A substantial part of all experiments was conducted by scientific expeditions targeted at remote regions of Siberia, Far East and North and even Antarctica.
Institute Management Chronicle
M. Sobakin — RAMS corresponding member — 1973–1977;
V. Matyukhin — RAMS academician — 1977–1988;
V. Vinogradov — RAMS corresponding member — 1988–1990;
L. Aftanas — Candidate of Medical Sciences — 1990–1992;
V. Trufakin — RAMS academician — 1992 – up till now.
Our Achievements in Terms of Figures
Our scientific workers have obtained more than 30 certificates of authorship and patents, their research results have been published in about 40 collected scientific articles and 90 studies. The Institute of Physiology have proudly brought up 2 academicians and 4 corresponding members of the Russian Academy of Medical Sciences (RAMS), 215 candidates and 50 M.D.’s.
The Institute’s scientific leadership is largely recognized in Russia and abroad. It’s widely known thank to its innumerable publications, participation at many home and oversea conferences and rich lecturing experience.
The Institute itself has hosted more than 30 all–Russian conferences, meetings, symposiums and 5 Conventions of Physiologists from Siberia and Russia’s Far East.
Today’s Institute of Physiology
2009 has challenged the Institute with twelve major scientific researches, five projects for the Russian Basic Research Fund’s grant and five — for the Russian Humanities Fund’s grant.

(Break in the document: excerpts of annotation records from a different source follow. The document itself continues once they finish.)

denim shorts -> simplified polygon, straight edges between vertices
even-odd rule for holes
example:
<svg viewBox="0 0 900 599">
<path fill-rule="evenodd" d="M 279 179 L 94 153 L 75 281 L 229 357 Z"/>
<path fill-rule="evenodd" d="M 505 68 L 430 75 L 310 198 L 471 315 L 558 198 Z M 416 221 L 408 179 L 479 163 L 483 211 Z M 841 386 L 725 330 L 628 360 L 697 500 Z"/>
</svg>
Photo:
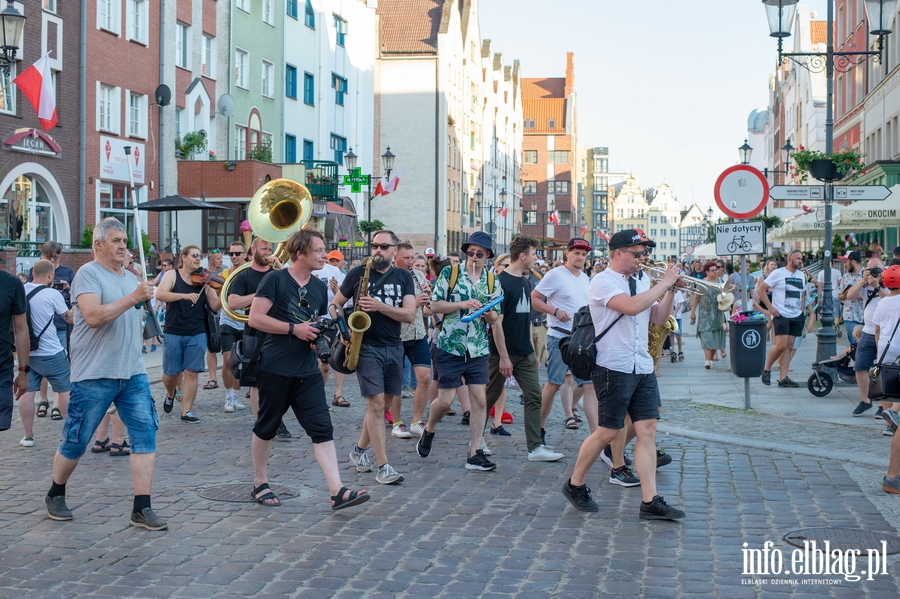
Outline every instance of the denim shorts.
<svg viewBox="0 0 900 599">
<path fill-rule="evenodd" d="M 69 360 L 65 351 L 52 356 L 31 356 L 28 365 L 31 366 L 28 373 L 29 392 L 39 390 L 43 379 L 47 379 L 57 393 L 69 392 Z"/>
<path fill-rule="evenodd" d="M 875 345 L 875 335 L 863 333 L 856 344 L 856 357 L 853 360 L 854 372 L 868 372 L 869 368 L 875 366 L 875 360 L 878 359 L 878 346 Z"/>
<path fill-rule="evenodd" d="M 566 380 L 566 373 L 569 367 L 562 361 L 562 354 L 559 352 L 559 337 L 547 335 L 547 382 L 552 385 L 562 385 Z M 579 387 L 590 381 L 578 378 L 574 374 L 575 384 Z"/>
<path fill-rule="evenodd" d="M 596 366 L 592 378 L 599 426 L 621 429 L 626 413 L 632 422 L 659 419 L 659 385 L 652 372 L 632 374 Z"/>
<path fill-rule="evenodd" d="M 159 417 L 150 395 L 146 374 L 130 379 L 92 379 L 72 383 L 69 409 L 63 424 L 59 453 L 70 460 L 84 455 L 94 440 L 94 431 L 115 403 L 119 417 L 128 427 L 131 453 L 156 452 Z"/>
<path fill-rule="evenodd" d="M 206 333 L 172 335 L 166 333 L 163 344 L 163 374 L 175 376 L 185 370 L 206 370 Z"/>
</svg>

Being a versatile scientific facility the Institute of Physiology digs into almost every sphere of the human and animal life activity: from the cerebral biopotential, psychology and behavioral theories to the immune system, thermoregulation, external respiration, blood circulation, cellular biorhythms, cellular ferments and pharmacological intervention in animal organisms.
The Institute embraces 14 scientific laboratories, a branch establishment in Barnaul, a psychosomatic clinic — over 200 people in all.
100 scientific associates including 24 ScD’s (3 RAMS members and 10 professors among them) and 37 Cand.Sc’s are presently employed.
The Institute of Physiology views their foremost challenge — study on human and animal bodily machinery for activity, development and tolerance — as three codirectional research areas:
-
Study on the body functional state dynamics under the influence of sub-extreme and extreme factors in health and none;
-
Study on psychophysiological and neurochemical models of individual organization for integrative brain functions (attention, memory, emotions and creative activity) and neurovegetative (neuroimmune, neuroendocrinal) activity in health and psychosomatic and affective disorders;
-
Study on cellular and molecular-level physiological regulation mechanisms in health and none.